Opt Express. 2023 May 22;31(11):18613-18629. doi: 10.1364/OE.490004.
The accelerating development of high-throughput plant phenotyping demands a LiDAR system to achieve spectral point cloud, which will significantly improve the accuracy and efficiency of segmentation based on its intrinsic fusion of spectral and spatial data. Meanwhile, a relatively longer detection range is required for platforms e.g., unmanned aerial vehicles (UAV) and poles. Towards the aims above, what we believe to be, a novel multispectral fluorescence LiDAR, featuring compact volume, light weight, and low cost, has been proposed and designed. A 405 nm laser diode was employed to excite the fluorescence of plants, and the point cloud attached with both the elastic and inelastic signal intensities that was obtained through the R-, G-, B-channels of a color image sensor. A new position retrieval method has been developed to evaluate far field echo signals, from which the spectral point cloud can be obtained. Experiments were designed to validate the spectral/spatial accuracy and the segmentation performance. It has been found out that the values obtained through the R-, G-, B-channels are consistent with the emission spectrum measured by a spectrometer, achieving a maximum R of 0.97. The theoretical spatial resolution can reach up to 47 mm and 0.7 mm in the x- and y-direction at a distance of around 30 m, respectively. The values of recall, precision, and F score for the segmentation of the fluorescence point cloud were all beyond 0.97. Besides, a field test has been carried out on plants at a distance of about 26 m, which further demonstrated that the multispectral fluorescence data can significantly facilitate the segmentation process in a complex scene. These promising results prove that the proposed multispectral fluorescence LiDAR has great potential in applications of digital forestry inventory and intelligent agriculture.

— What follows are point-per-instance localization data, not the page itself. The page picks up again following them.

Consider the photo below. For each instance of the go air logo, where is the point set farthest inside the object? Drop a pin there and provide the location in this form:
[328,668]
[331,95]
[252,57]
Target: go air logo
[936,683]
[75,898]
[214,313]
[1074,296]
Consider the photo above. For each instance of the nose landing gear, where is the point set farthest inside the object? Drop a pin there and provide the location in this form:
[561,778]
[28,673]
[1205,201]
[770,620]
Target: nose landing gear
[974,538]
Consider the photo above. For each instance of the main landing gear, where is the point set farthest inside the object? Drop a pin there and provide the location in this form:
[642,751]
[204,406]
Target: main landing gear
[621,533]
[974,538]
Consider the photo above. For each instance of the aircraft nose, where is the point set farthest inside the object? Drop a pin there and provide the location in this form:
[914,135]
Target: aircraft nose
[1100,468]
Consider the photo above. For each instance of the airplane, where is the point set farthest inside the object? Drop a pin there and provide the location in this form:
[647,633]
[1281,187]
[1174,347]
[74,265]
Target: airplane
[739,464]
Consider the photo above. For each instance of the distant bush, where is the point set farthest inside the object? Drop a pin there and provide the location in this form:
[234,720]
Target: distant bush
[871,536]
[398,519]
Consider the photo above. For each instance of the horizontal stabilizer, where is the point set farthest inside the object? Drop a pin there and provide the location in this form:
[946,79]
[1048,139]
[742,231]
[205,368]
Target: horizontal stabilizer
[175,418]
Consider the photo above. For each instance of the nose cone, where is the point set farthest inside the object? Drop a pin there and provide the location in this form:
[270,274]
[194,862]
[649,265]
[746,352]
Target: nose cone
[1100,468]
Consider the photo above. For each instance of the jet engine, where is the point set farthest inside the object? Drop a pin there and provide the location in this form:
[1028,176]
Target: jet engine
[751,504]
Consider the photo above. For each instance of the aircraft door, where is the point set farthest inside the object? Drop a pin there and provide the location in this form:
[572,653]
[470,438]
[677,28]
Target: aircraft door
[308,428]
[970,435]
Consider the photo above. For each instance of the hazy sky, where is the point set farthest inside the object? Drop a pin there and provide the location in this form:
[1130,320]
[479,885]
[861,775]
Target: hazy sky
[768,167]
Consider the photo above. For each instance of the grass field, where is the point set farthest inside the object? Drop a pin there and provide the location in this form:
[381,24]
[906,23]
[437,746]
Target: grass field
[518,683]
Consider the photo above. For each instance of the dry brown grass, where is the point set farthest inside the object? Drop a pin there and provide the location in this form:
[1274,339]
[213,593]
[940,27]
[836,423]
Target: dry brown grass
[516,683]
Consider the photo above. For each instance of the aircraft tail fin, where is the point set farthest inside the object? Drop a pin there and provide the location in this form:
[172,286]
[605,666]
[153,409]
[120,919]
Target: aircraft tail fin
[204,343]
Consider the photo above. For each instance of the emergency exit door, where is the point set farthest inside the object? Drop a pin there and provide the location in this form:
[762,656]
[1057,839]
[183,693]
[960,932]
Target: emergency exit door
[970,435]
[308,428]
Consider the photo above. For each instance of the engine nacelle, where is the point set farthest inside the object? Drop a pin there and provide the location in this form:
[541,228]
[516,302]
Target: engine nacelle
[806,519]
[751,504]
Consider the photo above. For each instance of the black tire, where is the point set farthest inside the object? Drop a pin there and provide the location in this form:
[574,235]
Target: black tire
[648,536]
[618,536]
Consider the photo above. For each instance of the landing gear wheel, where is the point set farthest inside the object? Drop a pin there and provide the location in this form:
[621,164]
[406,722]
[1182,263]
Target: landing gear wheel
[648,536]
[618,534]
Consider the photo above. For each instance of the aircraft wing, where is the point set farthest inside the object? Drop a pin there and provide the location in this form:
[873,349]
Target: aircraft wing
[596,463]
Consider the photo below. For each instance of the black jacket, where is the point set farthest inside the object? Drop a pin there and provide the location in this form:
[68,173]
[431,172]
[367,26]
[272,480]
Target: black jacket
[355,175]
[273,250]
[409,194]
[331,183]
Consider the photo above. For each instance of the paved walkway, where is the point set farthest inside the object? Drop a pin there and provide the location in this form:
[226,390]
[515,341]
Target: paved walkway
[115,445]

高通量植物表型分析的快速发展需要激光雷达系统来实现光谱点云,这将显著提高基于其固有光谱和空间数据融合的分割准确性和效率。同时,对于平台(例如无人机和电线杆),需要相对较长的检测范围。针对上述目标,我们设计并提出了一种新型的多光谱荧光激光雷达,其具有体积小、重量轻、成本低的特点。采用 405nm 激光二极管激发植物的荧光,通过彩色图像传感器的 R、G、B 通道获得附有弹性和非弹性信号强度的点云。开发了一种新的位置检索方法来评估远场回波信号,从中可以获得光谱点云。设计了实验来验证光谱/空间精度和分割性能。结果表明,通过 R、G、B 通道获得的值与光谱仪测量的发射光谱一致,R 值最大可达 0.97。在距离约 30m 处,x 和 y 方向的理论空间分辨率分别可达 47mm 和 0.7mm。荧光点云分割的召回率、精度和 F 分数值均超过 0.97。此外,还在距离约 26m 的植物上进行了现场测试,进一步证明了多光谱荧光数据可以显著促进复杂场景中的分割过程。这些有前景的结果证明,所提出的多光谱荧光激光雷达在数字林业清查和智能农业应用中具有很大的潜力。